Corruption watchdog should check the assets and bank accounts of all police commanders

The Anti-Corruption Organisation of Thailand (ACT) is urging the National Anti-Corruption Commission (NACC) to look retroactively into the wealth of every active and retired police commander, especially highway police commanders.

ACT Secretary-General Mana Nimitmongkol said on Wednesday that he is confident that the NACC will be able to identify whether the wealth of the officers was legally acquired or not.

He stressed the need for an outsider, such as the NACC, to investigate the overloaded truck sticker scandal, rather than allowing the police to effectively investigate itself.

Each overloaded truck is alleged to have paid kickbacks, of as much as 10,000 baht or more on a monthly basis, to highway police for easy passage without being stopped for inspection.

Asked whether police officers above the rank of commander are also involved in the extortion, he said that he believes a percentage of the bribes received by the police commanders might have been passed up to their superiors, to buy their positions, or sent to their superiors on monthly basis.

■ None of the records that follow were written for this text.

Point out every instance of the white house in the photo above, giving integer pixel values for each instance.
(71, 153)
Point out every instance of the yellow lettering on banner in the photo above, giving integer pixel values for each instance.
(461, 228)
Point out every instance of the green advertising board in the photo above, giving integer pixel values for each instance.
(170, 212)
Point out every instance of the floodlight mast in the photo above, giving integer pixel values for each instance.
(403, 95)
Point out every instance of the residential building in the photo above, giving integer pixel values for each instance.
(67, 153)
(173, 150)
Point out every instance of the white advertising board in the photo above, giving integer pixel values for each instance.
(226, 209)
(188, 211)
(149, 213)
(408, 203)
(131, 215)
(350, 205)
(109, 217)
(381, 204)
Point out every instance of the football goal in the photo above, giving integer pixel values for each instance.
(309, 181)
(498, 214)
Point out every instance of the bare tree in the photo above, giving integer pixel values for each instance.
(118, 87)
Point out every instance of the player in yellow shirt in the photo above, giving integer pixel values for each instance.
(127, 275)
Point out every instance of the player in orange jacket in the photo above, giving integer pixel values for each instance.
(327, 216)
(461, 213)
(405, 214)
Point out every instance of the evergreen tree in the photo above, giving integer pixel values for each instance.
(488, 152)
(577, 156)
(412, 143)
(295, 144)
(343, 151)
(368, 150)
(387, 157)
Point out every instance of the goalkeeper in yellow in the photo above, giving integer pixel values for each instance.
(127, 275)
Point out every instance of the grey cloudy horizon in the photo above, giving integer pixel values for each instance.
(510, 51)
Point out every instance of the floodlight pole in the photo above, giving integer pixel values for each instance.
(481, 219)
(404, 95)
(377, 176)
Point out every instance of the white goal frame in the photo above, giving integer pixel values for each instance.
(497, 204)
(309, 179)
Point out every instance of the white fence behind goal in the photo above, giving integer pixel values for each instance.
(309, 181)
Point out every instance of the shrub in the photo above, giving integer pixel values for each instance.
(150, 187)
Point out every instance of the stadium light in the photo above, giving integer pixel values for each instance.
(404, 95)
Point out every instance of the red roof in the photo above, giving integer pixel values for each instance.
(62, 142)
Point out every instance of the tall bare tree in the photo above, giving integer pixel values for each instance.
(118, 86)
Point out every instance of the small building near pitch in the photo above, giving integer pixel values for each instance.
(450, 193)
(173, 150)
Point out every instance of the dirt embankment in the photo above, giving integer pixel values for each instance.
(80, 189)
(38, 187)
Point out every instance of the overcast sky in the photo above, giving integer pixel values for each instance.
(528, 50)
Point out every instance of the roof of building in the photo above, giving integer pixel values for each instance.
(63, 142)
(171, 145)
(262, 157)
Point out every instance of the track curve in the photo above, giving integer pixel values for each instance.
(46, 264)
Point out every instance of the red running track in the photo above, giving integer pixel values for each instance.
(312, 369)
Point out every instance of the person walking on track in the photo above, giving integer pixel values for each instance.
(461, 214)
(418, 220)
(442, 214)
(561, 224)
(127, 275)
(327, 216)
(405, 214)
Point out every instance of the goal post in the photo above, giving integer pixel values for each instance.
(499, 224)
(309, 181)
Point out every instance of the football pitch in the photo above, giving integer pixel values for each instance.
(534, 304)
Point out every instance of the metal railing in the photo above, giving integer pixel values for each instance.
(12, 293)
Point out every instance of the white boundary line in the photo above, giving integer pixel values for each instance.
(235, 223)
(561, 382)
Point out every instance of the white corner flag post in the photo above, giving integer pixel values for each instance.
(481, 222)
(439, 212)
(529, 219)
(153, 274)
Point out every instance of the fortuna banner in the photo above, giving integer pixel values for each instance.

Mana said that he agrees with the idea of using weight-in motion (WIM) technology, to replace the aging manually-operated weighbridges to check trucks, as proposed by a Future Forward MP-elect Wiroj Lakkhanaadisorn to solve bribe taking by highway police.

He said that the WIM technology does not cost much and would be able to solve the corruption problem to a certain extent adding, however, that the first thing to do is to identify the corrupt officers and to protect people who are willing to offer information about the malpractice.